Not because they're particularly dedicated to helping out constituents,
although many are, but because it's great for re-election. A good
congressional district staffer could take this, write up a few letters "from"
the Congressperson to whoever's in charge of the person in charge of JPAC,
send a release to the local cable channel, and get a pretty good local
firestorm going on the issue to shame the DoD into some action. This may not
get the investigation going, but it will get some progress...which will be
good for the petitioner (since they got some official attention they wouldn't
otherwise have), and good for the Congressperson (since they'll be able to
highlight this in their newsletters and when they're running for re-election
as someone who "gets results"). District staffers live for things like this;
take advantage of it.

Pro tip if you have something where you're going to use this strategy: make it
as easy and as obvious as possible what you'd like your representative to do.
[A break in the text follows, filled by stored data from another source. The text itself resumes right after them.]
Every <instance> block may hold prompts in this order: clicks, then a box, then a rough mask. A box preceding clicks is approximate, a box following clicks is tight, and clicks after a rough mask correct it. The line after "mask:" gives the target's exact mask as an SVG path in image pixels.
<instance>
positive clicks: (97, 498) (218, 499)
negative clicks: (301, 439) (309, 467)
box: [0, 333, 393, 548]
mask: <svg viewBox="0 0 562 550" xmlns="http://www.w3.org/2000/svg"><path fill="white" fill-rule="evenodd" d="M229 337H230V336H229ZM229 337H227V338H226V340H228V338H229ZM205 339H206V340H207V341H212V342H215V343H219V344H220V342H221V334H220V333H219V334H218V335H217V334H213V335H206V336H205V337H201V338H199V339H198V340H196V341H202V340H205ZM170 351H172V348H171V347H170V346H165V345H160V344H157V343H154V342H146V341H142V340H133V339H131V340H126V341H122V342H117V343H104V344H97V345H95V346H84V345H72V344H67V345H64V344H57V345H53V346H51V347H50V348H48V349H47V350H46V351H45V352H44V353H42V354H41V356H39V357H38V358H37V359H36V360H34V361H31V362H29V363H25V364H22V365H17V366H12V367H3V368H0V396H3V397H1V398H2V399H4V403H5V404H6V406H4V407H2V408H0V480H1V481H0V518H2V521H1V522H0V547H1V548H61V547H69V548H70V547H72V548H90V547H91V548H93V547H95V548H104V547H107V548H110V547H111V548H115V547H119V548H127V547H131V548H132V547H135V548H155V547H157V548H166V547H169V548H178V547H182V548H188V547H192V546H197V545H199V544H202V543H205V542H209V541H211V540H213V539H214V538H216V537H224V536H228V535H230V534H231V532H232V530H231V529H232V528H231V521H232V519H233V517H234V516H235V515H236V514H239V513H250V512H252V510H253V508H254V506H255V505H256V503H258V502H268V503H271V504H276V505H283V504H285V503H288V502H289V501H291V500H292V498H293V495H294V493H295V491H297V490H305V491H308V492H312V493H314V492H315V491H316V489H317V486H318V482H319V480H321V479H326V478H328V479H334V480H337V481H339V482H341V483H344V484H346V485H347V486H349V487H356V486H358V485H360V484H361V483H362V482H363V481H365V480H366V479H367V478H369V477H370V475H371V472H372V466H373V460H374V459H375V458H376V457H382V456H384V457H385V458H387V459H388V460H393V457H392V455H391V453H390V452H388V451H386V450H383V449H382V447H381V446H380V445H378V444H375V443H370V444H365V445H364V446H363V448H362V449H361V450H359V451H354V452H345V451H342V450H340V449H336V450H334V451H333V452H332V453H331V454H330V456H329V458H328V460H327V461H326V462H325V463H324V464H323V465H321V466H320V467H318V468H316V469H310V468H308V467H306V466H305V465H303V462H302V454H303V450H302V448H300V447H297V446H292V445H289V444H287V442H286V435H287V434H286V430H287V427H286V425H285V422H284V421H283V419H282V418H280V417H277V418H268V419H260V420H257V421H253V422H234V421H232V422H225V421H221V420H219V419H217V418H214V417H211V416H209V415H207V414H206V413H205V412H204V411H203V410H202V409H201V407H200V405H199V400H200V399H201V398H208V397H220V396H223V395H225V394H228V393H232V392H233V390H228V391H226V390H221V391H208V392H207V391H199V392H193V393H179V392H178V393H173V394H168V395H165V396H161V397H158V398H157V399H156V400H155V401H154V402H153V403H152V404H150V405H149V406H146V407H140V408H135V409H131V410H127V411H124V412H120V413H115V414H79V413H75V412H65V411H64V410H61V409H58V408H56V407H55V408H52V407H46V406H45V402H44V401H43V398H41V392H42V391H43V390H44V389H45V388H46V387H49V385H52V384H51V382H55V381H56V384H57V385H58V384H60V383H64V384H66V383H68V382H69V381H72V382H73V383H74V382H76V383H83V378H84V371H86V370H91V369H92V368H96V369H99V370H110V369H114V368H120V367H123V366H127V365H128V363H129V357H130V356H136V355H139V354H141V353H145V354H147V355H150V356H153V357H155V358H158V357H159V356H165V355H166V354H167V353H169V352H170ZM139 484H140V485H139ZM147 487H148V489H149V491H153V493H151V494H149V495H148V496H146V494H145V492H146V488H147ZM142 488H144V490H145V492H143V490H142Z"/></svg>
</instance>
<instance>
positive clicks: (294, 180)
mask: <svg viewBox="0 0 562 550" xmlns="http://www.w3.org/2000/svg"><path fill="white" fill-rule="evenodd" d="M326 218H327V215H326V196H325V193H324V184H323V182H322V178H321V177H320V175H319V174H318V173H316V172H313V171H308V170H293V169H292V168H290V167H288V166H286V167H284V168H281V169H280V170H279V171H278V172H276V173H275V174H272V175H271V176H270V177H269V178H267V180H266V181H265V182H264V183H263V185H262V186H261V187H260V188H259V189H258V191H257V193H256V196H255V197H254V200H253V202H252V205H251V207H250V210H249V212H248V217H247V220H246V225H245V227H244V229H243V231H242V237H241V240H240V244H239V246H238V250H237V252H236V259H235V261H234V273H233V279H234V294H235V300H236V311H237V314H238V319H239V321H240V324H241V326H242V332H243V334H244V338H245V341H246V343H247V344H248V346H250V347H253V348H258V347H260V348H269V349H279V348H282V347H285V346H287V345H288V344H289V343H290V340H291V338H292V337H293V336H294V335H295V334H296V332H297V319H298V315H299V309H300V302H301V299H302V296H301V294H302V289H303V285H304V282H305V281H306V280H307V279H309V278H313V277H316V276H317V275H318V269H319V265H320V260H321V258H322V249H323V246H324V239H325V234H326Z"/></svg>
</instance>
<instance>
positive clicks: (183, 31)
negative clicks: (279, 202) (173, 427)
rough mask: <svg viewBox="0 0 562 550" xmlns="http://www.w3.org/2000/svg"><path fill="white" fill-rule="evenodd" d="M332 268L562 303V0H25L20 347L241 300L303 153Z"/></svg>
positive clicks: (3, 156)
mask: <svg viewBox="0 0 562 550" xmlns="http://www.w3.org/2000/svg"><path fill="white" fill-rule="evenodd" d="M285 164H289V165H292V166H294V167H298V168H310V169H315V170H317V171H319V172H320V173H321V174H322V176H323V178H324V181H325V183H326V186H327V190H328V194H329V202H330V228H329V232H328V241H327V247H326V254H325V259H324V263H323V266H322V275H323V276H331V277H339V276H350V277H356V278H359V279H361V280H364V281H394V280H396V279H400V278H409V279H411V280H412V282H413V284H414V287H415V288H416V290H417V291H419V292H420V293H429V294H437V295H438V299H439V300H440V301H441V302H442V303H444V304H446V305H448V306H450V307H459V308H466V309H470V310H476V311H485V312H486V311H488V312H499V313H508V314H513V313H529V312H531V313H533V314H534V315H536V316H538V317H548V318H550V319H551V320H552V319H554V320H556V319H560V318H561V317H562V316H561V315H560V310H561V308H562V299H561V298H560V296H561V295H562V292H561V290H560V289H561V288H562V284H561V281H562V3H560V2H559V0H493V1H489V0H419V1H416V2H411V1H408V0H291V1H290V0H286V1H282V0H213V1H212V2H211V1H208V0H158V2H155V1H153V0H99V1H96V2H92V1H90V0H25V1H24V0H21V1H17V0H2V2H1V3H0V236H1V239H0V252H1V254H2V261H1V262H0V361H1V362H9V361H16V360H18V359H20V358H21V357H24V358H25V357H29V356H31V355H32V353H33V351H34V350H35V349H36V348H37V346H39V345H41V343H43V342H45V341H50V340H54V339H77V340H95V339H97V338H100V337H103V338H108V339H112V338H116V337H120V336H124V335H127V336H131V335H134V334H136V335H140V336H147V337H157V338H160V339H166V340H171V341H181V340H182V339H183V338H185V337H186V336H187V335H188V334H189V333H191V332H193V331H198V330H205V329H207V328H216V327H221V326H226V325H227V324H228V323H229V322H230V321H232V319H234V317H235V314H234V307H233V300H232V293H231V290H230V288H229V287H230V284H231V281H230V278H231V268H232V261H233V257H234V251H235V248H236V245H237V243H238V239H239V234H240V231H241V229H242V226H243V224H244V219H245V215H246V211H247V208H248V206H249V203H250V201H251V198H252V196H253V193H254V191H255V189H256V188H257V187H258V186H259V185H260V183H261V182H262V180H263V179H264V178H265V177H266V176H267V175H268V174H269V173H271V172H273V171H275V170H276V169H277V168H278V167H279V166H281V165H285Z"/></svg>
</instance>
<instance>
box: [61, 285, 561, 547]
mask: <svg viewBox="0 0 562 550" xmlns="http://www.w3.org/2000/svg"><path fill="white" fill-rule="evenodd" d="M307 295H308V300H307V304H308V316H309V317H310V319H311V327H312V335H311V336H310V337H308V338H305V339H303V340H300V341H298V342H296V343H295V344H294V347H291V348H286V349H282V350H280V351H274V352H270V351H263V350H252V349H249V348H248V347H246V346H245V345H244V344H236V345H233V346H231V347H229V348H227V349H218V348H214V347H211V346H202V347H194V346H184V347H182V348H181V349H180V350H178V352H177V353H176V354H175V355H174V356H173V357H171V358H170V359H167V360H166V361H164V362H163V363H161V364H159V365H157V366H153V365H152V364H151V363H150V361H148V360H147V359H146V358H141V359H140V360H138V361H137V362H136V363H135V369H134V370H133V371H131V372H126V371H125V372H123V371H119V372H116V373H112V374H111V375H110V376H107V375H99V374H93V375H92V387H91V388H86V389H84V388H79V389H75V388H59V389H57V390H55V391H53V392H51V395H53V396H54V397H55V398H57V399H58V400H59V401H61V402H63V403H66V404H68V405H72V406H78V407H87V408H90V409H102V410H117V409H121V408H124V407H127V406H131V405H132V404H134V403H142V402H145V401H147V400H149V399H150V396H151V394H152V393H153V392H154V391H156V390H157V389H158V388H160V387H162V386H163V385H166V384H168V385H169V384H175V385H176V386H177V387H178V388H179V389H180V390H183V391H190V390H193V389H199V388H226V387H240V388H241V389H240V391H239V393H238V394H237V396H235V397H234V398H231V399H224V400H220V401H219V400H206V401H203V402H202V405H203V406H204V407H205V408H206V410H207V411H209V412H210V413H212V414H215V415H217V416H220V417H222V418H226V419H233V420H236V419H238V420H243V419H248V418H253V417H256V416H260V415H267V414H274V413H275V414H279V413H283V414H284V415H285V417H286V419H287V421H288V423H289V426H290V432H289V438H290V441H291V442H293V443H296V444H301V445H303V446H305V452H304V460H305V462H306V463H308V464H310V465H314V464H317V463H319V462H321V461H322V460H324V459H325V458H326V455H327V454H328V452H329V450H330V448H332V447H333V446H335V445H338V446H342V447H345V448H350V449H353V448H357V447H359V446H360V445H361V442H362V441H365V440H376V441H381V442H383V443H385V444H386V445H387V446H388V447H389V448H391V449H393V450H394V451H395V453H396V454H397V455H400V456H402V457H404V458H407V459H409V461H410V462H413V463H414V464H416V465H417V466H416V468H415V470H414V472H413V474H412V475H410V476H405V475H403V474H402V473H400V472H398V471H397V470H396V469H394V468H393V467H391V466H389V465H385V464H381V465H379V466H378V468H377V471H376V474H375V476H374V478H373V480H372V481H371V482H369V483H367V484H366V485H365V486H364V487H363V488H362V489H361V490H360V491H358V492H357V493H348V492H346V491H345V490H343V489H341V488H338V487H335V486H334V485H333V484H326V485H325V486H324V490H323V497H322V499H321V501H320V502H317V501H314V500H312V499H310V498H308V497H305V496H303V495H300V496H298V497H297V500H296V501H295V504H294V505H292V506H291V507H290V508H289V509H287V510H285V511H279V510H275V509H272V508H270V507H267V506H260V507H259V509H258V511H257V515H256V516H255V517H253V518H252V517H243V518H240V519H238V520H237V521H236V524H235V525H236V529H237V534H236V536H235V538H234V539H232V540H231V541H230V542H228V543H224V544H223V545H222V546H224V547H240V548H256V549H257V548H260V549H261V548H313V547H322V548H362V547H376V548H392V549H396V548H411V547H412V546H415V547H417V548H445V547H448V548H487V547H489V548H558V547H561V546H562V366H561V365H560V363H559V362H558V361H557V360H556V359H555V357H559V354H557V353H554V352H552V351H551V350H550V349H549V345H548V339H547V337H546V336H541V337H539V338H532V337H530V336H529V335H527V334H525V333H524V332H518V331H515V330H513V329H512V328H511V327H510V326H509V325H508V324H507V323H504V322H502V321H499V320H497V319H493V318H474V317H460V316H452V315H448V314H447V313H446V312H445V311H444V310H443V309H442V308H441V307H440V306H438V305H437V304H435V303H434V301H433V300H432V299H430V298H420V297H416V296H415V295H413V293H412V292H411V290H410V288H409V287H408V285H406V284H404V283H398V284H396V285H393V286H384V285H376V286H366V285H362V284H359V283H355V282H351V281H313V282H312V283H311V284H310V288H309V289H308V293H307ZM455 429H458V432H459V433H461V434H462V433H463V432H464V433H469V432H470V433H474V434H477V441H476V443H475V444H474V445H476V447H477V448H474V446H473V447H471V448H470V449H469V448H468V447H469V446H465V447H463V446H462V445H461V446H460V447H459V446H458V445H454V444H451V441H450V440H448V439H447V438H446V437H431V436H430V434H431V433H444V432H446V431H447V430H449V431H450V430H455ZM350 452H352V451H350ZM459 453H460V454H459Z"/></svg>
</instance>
Want them to send a letter to a particular official? Attach a copy of the
letter you've already sent that official. Want them to make a call? Include
all the information you have about the person you tried to call, their
supervisor's information, and the talking points you would have used had you
been able to make it. Keep your issue morally black-and-white, and make it
very easy to understand how doing X will result in something concrete and
simple that the representative can consider an accomplishment. You're
competing with a whole host of other interests who want some of this
representative's district time, so make it very clear why what you want is
easy to do, morally right (according to the morals of the majority of your
district), and simple to understand & be convinced of.

------
warmwaffles
Any way we can start sending letters to this guy to pull his head out of his
ass?